They never lost that popularity, despite narrowly avoiding self-destruction in the mid-’90s. Singer David Gahan battled drug dependence and attempted suicide in what he would later call a “cry for help.” Gore dealt with health problems exacerbated by partying, while Fletcher experienced a period of mental instability that led to his being temporarily placed on the road as Depeche Mode toured in support of 1993’s Songs of Faith and Devotion. Finally, Clarke’s replacement Alan Wilder quit, disillusioned by a lack of intra-band recognition of his contributions. For a while it seemed Depeche Mode might burn out and fade away.

Fortunately for Gore, Gahan and Fletcher, their audience had grown beyond critical mass. Gahan had become one of the music world’s most beloved frontmen due to his extroverted stage presence and emotive singing, and the band had developed a relationship with film director Anton Corbijn that benefitted both their videos and state-of-the-art live visuals. They regrouped for an album that would become 1997’s Ultra, and continued to play before millions of fans in arenas and stadiums for tour after tour.

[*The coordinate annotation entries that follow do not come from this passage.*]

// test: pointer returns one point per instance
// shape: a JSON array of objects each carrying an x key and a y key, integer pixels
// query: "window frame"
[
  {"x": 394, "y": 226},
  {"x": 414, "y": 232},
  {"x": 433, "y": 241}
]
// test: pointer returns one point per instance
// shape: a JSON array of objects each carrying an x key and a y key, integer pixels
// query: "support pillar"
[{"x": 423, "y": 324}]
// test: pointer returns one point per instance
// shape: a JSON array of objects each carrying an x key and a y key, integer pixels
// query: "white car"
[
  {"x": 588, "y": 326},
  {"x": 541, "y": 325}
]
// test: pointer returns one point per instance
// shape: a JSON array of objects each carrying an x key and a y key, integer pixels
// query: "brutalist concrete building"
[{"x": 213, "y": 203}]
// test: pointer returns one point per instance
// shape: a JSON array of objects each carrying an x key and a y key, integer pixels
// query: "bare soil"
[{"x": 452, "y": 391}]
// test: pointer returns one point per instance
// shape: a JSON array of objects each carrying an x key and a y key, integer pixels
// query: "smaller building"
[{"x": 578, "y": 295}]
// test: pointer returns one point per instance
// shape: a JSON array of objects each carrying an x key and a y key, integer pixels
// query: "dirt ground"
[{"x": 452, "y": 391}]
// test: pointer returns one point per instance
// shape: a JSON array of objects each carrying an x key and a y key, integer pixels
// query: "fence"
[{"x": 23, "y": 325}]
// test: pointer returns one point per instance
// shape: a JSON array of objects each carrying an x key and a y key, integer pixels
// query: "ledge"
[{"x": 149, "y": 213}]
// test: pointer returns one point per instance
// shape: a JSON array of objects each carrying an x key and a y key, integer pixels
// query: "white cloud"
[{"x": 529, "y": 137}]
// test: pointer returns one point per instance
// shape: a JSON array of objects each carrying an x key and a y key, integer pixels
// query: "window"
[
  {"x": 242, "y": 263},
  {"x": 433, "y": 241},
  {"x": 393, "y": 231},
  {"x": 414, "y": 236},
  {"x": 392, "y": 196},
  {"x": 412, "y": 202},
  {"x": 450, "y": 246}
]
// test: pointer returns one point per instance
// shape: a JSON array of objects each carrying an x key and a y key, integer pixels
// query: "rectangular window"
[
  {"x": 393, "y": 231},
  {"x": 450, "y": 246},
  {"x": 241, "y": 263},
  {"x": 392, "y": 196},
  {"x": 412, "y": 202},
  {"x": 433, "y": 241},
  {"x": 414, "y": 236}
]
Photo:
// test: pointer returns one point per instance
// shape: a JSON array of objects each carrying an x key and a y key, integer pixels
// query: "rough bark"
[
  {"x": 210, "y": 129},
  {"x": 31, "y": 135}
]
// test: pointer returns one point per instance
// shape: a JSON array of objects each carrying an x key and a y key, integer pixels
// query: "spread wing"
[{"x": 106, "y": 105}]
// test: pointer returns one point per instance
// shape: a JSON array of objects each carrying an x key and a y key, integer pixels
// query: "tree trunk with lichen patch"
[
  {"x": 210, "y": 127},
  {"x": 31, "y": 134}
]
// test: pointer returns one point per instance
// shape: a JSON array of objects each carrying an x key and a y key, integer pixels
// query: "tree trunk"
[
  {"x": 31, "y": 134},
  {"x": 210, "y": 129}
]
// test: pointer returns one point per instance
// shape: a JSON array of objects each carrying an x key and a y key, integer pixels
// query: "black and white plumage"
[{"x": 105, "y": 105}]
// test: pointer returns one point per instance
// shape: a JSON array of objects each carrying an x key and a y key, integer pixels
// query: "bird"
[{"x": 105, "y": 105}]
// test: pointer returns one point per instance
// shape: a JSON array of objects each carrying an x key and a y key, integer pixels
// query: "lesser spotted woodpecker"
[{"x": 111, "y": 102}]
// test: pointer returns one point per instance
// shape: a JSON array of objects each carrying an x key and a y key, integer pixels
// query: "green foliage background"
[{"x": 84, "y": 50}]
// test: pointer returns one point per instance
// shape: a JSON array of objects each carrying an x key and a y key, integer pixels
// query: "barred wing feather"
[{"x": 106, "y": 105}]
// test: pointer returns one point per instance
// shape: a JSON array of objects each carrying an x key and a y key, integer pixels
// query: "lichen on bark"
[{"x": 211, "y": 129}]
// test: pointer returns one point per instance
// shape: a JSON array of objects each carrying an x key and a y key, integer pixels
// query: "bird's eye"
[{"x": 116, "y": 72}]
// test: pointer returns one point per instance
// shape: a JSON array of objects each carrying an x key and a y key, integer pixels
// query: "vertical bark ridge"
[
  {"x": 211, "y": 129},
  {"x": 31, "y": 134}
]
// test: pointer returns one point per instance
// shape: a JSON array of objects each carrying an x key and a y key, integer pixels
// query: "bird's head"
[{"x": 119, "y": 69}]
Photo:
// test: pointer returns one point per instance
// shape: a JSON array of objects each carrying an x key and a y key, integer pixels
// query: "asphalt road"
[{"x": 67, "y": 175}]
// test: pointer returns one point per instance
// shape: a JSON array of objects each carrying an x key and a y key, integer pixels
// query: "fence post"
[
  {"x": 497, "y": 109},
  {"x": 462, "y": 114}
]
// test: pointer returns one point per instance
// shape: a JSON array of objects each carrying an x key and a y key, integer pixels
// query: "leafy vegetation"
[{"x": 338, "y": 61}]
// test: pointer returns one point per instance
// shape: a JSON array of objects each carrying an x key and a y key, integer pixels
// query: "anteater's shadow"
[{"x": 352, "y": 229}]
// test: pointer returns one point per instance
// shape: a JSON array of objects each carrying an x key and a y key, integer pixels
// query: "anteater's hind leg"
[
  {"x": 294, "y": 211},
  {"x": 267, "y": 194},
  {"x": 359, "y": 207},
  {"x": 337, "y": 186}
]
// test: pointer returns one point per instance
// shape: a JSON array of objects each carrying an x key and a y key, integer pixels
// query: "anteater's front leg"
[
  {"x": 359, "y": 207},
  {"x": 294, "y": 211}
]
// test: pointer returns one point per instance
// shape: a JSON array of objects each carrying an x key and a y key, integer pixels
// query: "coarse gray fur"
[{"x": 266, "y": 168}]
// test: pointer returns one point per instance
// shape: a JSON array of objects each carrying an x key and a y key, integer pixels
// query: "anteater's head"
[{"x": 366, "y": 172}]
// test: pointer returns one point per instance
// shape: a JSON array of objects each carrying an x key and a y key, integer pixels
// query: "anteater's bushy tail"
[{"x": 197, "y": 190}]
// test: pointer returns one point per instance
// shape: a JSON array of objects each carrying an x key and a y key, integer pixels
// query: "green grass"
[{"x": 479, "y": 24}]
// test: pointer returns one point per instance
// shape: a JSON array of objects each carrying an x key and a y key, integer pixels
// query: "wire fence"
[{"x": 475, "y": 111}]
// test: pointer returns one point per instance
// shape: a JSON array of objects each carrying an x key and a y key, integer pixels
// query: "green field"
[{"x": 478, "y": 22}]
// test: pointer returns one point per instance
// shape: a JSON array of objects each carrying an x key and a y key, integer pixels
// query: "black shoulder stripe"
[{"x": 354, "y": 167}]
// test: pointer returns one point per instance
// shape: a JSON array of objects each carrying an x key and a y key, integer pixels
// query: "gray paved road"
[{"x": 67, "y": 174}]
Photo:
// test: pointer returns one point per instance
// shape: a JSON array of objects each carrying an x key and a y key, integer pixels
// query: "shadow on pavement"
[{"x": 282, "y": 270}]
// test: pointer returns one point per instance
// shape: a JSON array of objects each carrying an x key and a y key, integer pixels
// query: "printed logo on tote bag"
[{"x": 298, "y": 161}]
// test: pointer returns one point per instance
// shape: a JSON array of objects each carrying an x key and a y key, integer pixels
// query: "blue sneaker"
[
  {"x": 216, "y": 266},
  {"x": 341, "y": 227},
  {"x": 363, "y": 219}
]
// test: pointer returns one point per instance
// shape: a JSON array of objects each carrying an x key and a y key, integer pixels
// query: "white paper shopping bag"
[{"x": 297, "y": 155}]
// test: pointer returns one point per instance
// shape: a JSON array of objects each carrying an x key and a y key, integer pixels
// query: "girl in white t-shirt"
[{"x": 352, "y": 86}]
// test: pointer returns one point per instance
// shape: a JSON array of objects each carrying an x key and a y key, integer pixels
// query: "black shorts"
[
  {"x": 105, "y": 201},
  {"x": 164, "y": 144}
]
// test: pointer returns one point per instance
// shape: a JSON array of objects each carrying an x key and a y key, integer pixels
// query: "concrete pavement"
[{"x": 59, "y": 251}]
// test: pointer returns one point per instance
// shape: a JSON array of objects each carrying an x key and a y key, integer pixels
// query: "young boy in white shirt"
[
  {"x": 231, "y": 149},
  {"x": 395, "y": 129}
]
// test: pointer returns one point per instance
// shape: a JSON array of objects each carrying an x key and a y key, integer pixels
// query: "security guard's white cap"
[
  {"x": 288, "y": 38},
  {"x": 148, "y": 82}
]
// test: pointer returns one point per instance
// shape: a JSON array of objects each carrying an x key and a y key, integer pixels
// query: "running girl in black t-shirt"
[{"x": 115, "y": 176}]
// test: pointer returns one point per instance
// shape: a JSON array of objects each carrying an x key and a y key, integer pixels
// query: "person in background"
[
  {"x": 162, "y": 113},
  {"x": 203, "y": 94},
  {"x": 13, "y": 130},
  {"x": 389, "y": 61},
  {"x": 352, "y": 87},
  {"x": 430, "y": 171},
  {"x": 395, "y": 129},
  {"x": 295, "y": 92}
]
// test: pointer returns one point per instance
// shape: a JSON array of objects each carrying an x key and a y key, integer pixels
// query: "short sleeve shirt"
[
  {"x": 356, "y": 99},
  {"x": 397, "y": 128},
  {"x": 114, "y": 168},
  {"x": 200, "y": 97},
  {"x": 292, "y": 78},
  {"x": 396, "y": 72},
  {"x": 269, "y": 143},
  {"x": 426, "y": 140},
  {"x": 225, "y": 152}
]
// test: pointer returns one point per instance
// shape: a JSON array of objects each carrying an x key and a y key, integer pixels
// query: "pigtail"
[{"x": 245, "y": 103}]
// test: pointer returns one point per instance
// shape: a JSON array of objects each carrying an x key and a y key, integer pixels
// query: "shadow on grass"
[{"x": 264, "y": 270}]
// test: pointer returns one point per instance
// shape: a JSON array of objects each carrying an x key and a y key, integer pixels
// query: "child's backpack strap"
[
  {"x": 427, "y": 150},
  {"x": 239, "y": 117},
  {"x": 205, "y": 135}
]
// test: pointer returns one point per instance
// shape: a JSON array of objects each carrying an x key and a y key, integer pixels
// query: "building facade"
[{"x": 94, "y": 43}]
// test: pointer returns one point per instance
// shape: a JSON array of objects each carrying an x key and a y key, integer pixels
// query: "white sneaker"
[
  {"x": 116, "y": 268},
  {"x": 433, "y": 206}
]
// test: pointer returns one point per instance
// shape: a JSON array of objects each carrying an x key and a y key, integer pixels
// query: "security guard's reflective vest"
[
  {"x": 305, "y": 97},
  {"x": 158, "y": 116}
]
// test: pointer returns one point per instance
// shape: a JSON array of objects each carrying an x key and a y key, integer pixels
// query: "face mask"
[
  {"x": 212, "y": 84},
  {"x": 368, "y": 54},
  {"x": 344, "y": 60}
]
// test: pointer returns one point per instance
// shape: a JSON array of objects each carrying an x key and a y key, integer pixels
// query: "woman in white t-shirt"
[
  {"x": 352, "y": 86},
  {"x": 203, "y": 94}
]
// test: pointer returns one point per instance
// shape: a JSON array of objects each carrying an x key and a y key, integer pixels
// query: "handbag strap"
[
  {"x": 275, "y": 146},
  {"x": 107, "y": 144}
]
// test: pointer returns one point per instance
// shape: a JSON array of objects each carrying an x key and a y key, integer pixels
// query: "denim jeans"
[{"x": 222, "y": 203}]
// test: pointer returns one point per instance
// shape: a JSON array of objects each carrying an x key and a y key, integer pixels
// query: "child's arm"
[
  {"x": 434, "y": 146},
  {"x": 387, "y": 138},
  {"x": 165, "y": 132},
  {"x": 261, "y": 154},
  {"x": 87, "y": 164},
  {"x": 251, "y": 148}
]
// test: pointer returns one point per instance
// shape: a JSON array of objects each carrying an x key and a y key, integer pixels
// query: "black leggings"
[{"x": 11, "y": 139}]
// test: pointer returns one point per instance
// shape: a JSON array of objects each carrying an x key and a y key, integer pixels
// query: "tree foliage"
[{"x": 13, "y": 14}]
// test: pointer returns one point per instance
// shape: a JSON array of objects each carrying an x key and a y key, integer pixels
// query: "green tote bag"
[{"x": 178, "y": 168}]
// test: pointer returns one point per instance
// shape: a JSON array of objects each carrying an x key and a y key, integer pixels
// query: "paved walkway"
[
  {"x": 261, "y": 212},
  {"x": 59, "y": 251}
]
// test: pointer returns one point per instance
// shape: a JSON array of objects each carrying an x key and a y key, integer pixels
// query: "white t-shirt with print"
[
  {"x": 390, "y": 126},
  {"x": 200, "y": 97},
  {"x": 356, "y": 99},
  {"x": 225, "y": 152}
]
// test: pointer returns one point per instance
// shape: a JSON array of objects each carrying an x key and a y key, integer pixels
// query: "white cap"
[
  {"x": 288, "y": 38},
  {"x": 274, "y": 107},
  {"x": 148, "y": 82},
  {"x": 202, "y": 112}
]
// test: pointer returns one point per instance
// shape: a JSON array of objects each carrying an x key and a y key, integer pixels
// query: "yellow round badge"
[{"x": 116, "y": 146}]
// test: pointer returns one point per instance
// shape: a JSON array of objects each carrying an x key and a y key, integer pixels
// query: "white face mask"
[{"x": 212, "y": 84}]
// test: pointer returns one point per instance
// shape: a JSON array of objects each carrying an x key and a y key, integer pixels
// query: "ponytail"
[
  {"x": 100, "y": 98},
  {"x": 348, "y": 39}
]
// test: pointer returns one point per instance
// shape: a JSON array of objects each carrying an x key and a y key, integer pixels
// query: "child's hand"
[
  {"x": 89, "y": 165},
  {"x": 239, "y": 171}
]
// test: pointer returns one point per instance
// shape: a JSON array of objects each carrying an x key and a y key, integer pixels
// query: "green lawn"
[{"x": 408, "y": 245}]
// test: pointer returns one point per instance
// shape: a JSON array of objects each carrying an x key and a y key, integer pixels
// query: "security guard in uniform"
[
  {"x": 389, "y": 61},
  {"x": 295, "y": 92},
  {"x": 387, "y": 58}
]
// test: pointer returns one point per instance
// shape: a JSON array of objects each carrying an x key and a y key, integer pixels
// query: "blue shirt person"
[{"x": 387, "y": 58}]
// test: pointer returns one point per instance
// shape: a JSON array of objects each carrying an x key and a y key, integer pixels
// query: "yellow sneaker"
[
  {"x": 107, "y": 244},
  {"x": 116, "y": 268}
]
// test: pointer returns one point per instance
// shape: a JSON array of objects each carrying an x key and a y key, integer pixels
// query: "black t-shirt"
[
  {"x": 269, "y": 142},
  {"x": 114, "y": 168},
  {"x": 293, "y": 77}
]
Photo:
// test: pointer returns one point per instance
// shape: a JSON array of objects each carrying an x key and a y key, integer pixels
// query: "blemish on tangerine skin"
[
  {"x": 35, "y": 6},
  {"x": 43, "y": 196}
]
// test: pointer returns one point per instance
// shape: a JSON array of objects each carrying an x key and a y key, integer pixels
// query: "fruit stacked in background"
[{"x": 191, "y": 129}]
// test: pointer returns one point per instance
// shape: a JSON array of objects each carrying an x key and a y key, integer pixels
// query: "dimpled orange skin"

Spirit indicates a band in good musical health, even as the album lyrically criticizes and musically reflects the dark divisiveness underlying contemporary politics and society. Depeche Mode has been kicking off their shows with a set of newer material led by Spirit’s “Going Backwards” before segueing into their more classic material, demonstrating their confidence in their latter-day songcrafting abilities. It’s classics like “World in My Eyes” and “Enjoy the Silence” that audiences are ready to roar for, though, and Depeche Mode delivers with the addition of one special cover: a reverent and jubilant version of David Bowie’s “Heroes” that has been leaving fans with an unforgettable concert moment.